Dane County officials push back after GOP proposes limited public health authority, teachers back in classrooms
MADISON, Wis. — A Covid-19 relief bill introduced by Assembly Speaker Robin Vos is unlikely to gain traction in the state legislature this year, and prompted backlash from local Dane County officials as a partisan effort in a press conference with Dane County executive Joe Parisi, Madison mayor Satya Rhodes-Conway, and others.
“Rather than an answer to our months’ long plea for state government to take greater action to combat the spread of Covid-19, Speaker Vos’s proposal undermines our ability to protect our residents,” Dane County executive Joe Parisi said in a press conference Wednesday. “It takes healthcare decisions out of the hands of healthcare professionals and puts them in the hands of politicians.”
The bill would limit the power of local public health officials to implement closures or capacity restrictions on businesses, stipulating that any restrictions would need to apply to “all” rather than “some” types.
“I think that one of the things that has been effective about our approach here in Dane County is that we have been able to follow the science and the data, and have used that to really finetune restrictions,” Rhodes-Conway said. “We can restrict places where we’re seeing spread and loosen up on places where we’re not seeing spread.”
Dane County has implemented some of the strictest county-level restrictions in the state throughout the year, keeping business capacity restrictions in place after the state Supreme Court had overthrown Gov. Ever’s statewide Safer at Home order. And while no statewide restriction apart from the (repeatedly-challenged) mask mandate exists across Wisconsin, Dane County continues to ban indoor gatherings, outdoor gatherings of more than ten people, and restrict businesses on how many can be inside at a time. Currently, Rhodes-Conway said the COVID-19 rate of infection in Dane County is on par with nationwide trends, while the statewide rate is roughly double the nation.
“We also need the ability to have different policies to support minimizing the risk of illness, in whatever environment and whatever condition we may be experiencing in our community,” Janel Heinrich said, director of Public Health Madison & Dane County.
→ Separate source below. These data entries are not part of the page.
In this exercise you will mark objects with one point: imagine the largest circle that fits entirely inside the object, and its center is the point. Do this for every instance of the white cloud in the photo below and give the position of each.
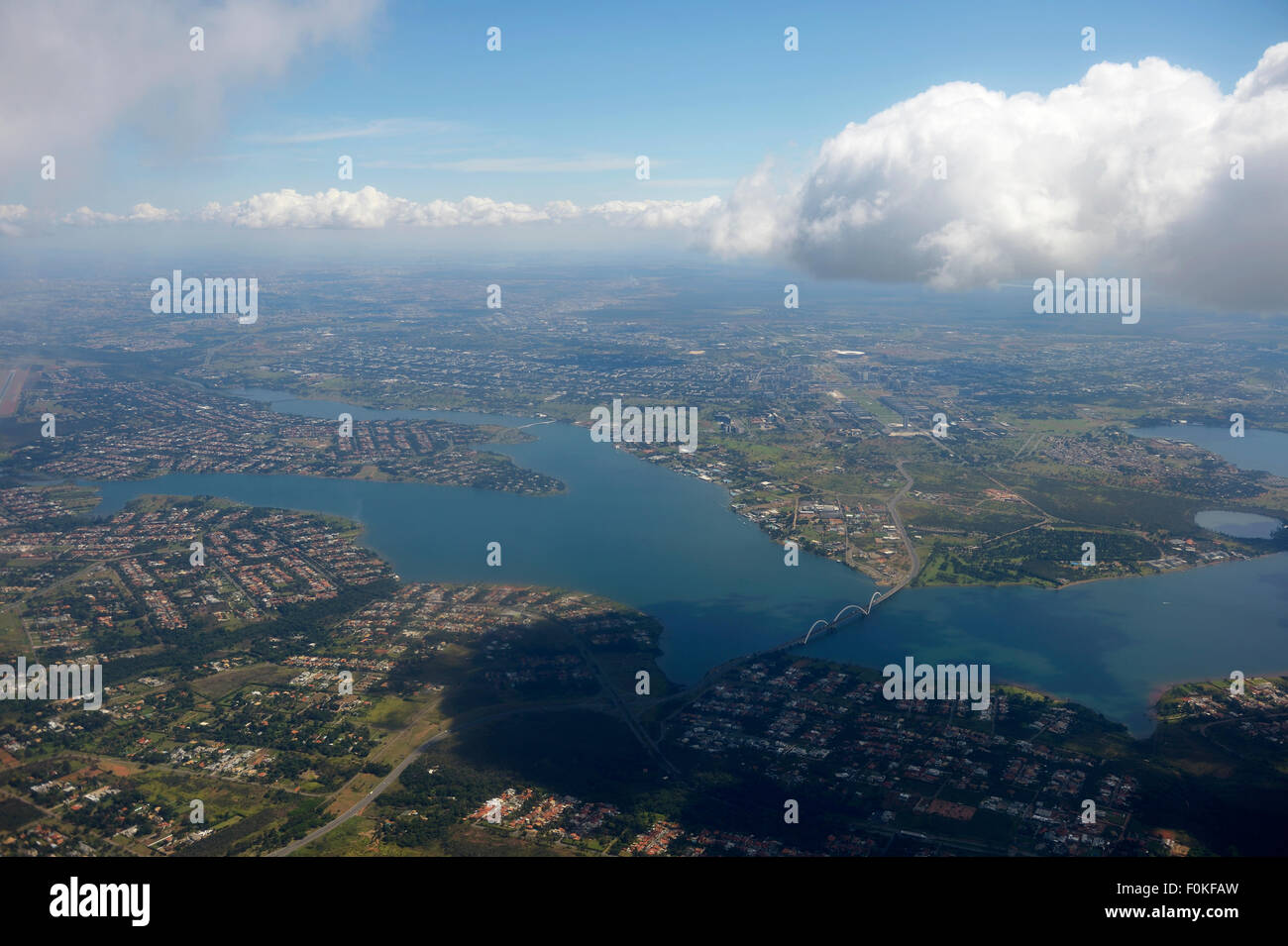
(372, 209)
(1125, 174)
(652, 215)
(71, 71)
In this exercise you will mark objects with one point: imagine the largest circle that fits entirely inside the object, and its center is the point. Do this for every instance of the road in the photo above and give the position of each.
(360, 806)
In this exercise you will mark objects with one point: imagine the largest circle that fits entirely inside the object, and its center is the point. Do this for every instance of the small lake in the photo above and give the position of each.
(1241, 525)
(669, 545)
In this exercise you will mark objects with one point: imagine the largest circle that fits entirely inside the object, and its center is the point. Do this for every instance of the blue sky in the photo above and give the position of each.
(960, 146)
(580, 90)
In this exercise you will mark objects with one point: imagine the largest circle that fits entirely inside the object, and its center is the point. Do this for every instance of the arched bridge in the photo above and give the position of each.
(827, 627)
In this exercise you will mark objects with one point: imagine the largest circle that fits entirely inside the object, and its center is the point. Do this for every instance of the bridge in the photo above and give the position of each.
(848, 613)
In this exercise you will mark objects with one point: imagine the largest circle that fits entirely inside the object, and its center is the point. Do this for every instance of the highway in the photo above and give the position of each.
(357, 807)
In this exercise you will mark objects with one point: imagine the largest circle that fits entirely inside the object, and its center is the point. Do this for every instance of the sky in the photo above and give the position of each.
(949, 145)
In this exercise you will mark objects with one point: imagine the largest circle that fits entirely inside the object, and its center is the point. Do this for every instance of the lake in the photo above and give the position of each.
(670, 546)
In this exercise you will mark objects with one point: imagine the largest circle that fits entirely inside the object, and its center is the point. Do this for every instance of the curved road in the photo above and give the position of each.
(398, 770)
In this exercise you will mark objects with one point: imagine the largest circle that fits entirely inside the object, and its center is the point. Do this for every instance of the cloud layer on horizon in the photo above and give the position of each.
(1127, 172)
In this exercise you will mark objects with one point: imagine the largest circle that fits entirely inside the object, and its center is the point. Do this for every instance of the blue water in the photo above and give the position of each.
(669, 545)
(1243, 525)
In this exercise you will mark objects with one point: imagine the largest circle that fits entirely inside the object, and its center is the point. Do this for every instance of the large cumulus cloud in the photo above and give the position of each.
(1126, 172)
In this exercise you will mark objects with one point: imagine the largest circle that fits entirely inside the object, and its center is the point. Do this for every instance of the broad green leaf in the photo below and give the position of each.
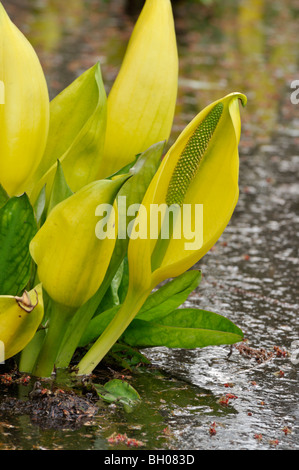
(170, 296)
(120, 391)
(187, 328)
(76, 135)
(160, 303)
(17, 228)
(3, 196)
(60, 189)
(40, 206)
(143, 172)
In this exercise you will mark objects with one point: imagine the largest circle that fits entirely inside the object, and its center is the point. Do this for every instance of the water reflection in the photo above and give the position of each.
(252, 274)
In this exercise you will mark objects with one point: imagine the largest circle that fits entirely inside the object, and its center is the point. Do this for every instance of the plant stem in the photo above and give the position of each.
(112, 333)
(80, 321)
(60, 316)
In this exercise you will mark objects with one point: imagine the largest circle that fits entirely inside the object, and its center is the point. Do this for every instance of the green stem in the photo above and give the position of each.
(30, 353)
(80, 320)
(112, 333)
(162, 244)
(60, 316)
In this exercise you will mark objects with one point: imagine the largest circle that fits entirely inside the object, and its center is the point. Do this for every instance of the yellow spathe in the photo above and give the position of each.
(24, 116)
(141, 103)
(20, 317)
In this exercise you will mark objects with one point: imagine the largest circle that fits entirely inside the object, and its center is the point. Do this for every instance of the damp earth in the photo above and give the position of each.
(243, 397)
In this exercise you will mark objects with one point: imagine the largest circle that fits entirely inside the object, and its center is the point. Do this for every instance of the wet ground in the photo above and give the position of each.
(212, 398)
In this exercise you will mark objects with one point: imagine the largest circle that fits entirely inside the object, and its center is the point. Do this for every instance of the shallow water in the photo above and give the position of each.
(251, 275)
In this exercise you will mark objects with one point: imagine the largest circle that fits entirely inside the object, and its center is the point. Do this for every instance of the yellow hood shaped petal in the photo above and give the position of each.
(201, 168)
(24, 114)
(20, 317)
(141, 103)
(72, 261)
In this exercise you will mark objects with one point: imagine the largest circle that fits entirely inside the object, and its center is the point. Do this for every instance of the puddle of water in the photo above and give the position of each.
(251, 275)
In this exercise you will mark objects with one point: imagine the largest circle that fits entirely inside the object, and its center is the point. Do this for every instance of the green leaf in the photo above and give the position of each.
(3, 196)
(76, 136)
(120, 391)
(143, 172)
(170, 296)
(60, 189)
(187, 328)
(159, 304)
(40, 206)
(17, 228)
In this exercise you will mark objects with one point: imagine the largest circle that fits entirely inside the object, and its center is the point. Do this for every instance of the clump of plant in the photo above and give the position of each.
(93, 219)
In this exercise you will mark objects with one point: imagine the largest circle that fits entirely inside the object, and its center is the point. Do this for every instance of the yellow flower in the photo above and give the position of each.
(200, 169)
(20, 317)
(142, 101)
(24, 116)
(71, 260)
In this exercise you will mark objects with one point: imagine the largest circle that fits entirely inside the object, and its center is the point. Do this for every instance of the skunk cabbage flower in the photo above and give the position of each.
(201, 168)
(71, 260)
(24, 116)
(141, 103)
(20, 317)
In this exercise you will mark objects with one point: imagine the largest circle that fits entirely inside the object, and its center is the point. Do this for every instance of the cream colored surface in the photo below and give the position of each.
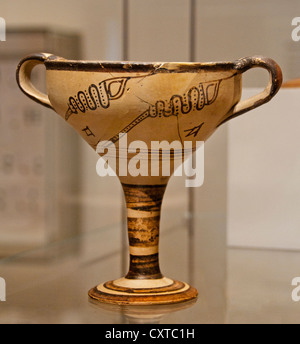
(263, 175)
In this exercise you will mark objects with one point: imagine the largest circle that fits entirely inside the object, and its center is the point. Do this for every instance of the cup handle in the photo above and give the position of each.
(23, 75)
(242, 65)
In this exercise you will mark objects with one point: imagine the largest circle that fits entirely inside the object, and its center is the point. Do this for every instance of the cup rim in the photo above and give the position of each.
(57, 63)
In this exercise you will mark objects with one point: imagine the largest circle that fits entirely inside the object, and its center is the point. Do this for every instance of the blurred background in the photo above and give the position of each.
(246, 213)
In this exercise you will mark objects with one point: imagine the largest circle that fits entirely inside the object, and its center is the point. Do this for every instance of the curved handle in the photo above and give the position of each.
(267, 94)
(23, 75)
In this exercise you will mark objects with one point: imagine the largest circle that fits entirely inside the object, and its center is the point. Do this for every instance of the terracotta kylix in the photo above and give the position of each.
(149, 102)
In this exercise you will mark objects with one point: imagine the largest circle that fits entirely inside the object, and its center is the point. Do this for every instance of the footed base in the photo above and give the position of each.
(143, 292)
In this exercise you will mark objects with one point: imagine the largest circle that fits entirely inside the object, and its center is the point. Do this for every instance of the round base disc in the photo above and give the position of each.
(137, 292)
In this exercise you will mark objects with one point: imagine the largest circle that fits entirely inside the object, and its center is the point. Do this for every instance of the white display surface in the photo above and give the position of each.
(264, 174)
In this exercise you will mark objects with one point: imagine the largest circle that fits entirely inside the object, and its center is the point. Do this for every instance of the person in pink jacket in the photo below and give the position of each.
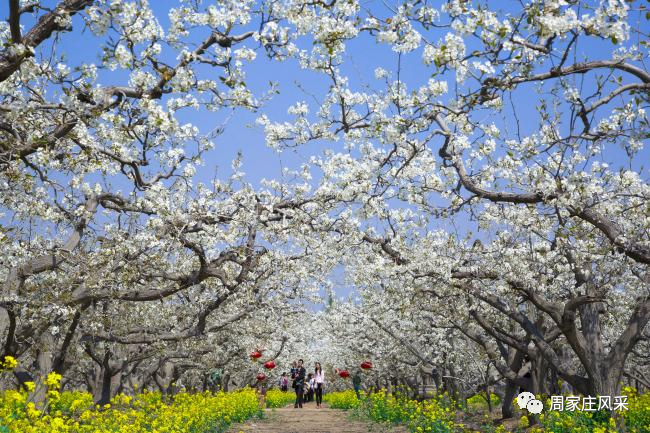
(319, 383)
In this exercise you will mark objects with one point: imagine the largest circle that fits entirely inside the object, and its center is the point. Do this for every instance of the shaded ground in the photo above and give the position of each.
(310, 420)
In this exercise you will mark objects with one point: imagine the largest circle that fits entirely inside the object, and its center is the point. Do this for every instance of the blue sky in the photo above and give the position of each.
(241, 134)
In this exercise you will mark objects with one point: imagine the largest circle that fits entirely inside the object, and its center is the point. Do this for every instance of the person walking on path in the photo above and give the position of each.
(319, 382)
(356, 382)
(309, 388)
(284, 382)
(299, 383)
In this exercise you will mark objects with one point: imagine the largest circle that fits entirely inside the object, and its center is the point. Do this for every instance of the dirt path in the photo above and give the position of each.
(309, 420)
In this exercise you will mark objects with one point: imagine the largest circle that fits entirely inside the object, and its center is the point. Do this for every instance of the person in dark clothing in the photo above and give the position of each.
(298, 377)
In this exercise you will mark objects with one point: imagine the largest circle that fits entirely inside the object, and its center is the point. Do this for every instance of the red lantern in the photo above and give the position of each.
(366, 365)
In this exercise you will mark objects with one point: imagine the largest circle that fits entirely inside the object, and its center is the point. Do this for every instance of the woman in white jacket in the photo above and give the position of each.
(319, 382)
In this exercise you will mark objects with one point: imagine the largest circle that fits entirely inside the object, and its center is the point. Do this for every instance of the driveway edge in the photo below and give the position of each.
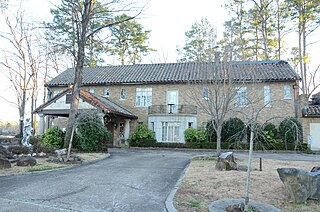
(108, 155)
(169, 201)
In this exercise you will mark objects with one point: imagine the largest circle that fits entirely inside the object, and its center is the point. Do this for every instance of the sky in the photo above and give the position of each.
(168, 21)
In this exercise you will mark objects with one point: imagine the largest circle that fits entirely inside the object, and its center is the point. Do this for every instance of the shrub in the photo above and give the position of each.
(141, 134)
(290, 130)
(93, 134)
(54, 137)
(232, 130)
(195, 135)
(211, 132)
(18, 150)
(190, 135)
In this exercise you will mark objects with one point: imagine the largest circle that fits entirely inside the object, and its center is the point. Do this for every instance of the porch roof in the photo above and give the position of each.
(99, 102)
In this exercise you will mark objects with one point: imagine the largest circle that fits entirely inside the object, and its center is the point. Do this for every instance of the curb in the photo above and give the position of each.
(56, 169)
(169, 200)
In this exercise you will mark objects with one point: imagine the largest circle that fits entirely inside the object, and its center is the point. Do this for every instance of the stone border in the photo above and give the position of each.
(221, 205)
(169, 200)
(55, 169)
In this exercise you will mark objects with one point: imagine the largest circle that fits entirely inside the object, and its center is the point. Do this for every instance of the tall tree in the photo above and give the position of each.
(128, 41)
(21, 61)
(306, 15)
(235, 42)
(200, 43)
(86, 19)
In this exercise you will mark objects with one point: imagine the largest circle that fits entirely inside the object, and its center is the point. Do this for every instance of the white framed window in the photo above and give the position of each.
(242, 98)
(286, 91)
(143, 97)
(56, 92)
(170, 131)
(205, 93)
(267, 96)
(123, 93)
(106, 92)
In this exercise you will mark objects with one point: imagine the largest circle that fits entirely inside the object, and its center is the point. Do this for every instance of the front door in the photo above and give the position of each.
(172, 101)
(315, 136)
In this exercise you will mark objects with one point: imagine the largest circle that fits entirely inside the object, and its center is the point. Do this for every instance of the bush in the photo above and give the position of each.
(93, 134)
(18, 150)
(141, 135)
(211, 132)
(232, 130)
(54, 137)
(290, 130)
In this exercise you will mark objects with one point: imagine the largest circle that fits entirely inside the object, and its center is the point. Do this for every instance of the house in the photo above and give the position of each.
(159, 95)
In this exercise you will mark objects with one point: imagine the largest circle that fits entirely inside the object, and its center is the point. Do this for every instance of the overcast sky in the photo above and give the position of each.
(168, 20)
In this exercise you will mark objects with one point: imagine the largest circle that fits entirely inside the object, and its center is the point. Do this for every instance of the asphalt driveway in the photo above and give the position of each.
(130, 180)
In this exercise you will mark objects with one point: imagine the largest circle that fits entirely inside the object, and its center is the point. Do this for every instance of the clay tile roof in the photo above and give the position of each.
(179, 73)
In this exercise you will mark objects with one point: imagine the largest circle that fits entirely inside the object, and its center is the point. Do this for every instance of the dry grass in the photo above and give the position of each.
(43, 165)
(203, 184)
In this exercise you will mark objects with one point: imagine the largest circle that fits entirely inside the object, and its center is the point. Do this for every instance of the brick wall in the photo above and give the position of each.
(279, 109)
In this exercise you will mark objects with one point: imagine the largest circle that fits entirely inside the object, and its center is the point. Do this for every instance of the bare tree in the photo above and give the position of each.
(20, 63)
(215, 95)
(81, 14)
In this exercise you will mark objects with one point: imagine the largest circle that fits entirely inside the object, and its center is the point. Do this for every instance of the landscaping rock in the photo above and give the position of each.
(4, 163)
(226, 162)
(4, 153)
(300, 184)
(315, 169)
(26, 161)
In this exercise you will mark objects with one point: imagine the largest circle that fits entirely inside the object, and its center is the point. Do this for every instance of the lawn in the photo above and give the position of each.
(202, 184)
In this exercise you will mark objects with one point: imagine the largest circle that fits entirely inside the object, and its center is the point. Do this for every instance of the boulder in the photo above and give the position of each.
(4, 163)
(300, 184)
(4, 153)
(26, 161)
(226, 162)
(315, 169)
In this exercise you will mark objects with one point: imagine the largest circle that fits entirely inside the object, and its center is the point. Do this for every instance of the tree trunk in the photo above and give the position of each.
(82, 29)
(218, 140)
(249, 170)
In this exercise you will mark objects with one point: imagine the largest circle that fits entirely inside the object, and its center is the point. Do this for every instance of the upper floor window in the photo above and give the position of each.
(205, 93)
(286, 90)
(56, 92)
(267, 97)
(106, 92)
(123, 93)
(242, 99)
(143, 97)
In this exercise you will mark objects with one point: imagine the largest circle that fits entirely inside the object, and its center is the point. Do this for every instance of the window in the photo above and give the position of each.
(205, 93)
(152, 126)
(106, 92)
(286, 90)
(56, 92)
(68, 98)
(143, 97)
(267, 98)
(123, 93)
(242, 98)
(170, 131)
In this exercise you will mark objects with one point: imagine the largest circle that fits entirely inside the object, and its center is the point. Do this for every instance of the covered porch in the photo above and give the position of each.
(118, 120)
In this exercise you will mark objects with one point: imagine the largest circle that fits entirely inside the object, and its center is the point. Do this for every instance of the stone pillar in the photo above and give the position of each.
(41, 124)
(126, 129)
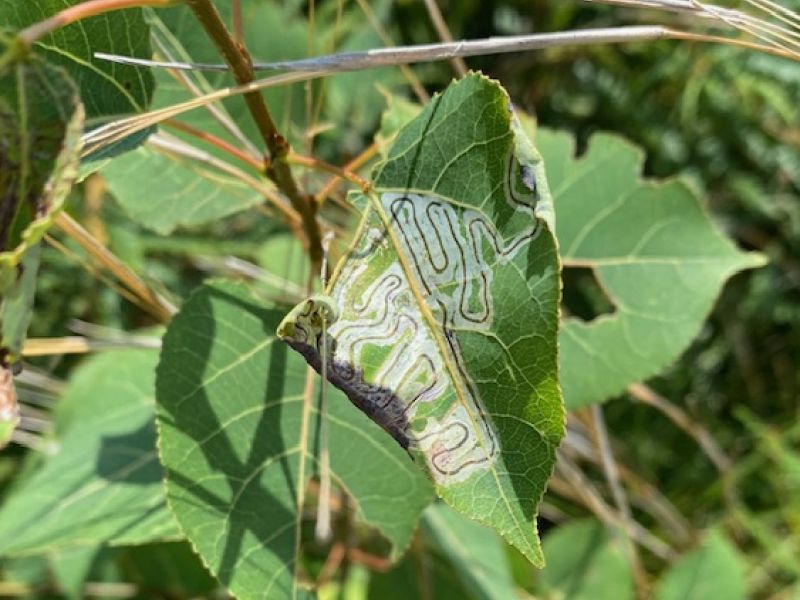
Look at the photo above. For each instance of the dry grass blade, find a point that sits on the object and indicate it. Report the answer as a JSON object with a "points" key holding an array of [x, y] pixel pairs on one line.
{"points": [[774, 34], [154, 302], [82, 345]]}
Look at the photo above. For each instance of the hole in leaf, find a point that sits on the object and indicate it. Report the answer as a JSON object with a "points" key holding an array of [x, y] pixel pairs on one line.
{"points": [[584, 298]]}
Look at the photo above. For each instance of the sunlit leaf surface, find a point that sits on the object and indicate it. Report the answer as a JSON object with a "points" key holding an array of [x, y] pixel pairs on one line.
{"points": [[655, 252], [239, 436], [447, 310]]}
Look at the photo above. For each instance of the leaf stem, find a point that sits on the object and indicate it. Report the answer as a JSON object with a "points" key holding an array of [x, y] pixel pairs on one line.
{"points": [[319, 165], [241, 65], [356, 163], [84, 10], [212, 139]]}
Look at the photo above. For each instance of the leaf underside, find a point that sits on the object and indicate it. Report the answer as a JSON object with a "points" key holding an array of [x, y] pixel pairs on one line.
{"points": [[448, 310]]}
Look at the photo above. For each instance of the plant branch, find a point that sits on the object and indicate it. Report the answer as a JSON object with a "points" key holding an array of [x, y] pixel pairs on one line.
{"points": [[319, 165], [84, 10], [241, 65], [307, 69], [212, 139], [356, 163]]}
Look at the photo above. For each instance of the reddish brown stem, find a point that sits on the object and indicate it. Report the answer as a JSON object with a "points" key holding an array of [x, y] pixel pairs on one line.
{"points": [[243, 156], [80, 11], [241, 65], [319, 165]]}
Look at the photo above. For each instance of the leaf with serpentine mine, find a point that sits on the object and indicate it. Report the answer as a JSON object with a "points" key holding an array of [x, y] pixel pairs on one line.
{"points": [[443, 316]]}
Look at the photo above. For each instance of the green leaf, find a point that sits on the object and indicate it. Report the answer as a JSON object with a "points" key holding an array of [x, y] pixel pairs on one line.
{"points": [[104, 483], [71, 566], [163, 191], [713, 571], [448, 310], [477, 553], [108, 89], [16, 306], [41, 119], [238, 441], [654, 250], [584, 563]]}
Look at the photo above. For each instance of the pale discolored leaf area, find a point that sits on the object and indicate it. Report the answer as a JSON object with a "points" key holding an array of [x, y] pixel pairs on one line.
{"points": [[448, 310], [239, 435], [103, 484], [656, 253]]}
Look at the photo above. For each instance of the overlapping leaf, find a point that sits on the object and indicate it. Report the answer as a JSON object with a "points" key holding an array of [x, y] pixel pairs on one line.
{"points": [[108, 89], [477, 553], [104, 483], [448, 309], [714, 570], [654, 250], [585, 563], [238, 436], [41, 118], [163, 191]]}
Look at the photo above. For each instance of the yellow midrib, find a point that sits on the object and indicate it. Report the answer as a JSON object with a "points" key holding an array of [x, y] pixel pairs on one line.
{"points": [[431, 321]]}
Under Wisconsin law, local public health officials are authorized to do what is necessary to prevent the spread of disease, including banning public gatherings. State Republicans have challenged COVID-19 safety measures in counties and the state in repeated lawsuits throughout the year.
Virtual learning could take a turn for the difficult under the proposals, which include a stipulation that school boards must approve virtual instruction with a two-thirds majority and a requirement that teachers return to the classroom by the end of January. The Madison Teachers, Inc. union president said they expected at this point in the pandemic that virtual instruction in the district would likely remain virtual for the foreseeable future.
“Circumstances can change but at this point in time, to expect staff to be in schools–especially not if students would be there as well–is really not responsible,” Andy Waity said. Speaking for the MTI, he said he would prefer to see the legislature
In the Madison Metropolitan School District, virtual learning decisions are ultimately up to the superintendent, although a spokesperson noted they prioritize collaborating with their school board when making those choices. In mid-October, the MMSD said they planned to maintain all-virtual learning through the second quarter of the school year, which ends January 22.
Middleton-Cross Plains Area School District is following guidance from PHMDC for 14-day new case averages, but note on their website that they will consider moving to a blended model for the second semester starting in mid-January.
A group of local school officials, school administrators and community members met with Dr. Joseph Allen from the Harvard TH Chan School of Health as part of the Reopen Dane Co. Schools effort. Dr. Allen was involved in Harvard research that was cited in PHMDC reopening guidelines, and has frequently called virtual schooling “a national emergency” and believes that coronavirus transmission at schools is low risk.
“The costs of kids out of school are really quite severe,” he said during the forum with Dane County school and community members Wednesday. “I think we’re just starting to see the beginnings of those costs that we will see for the next many months and unfortunately years at this point.”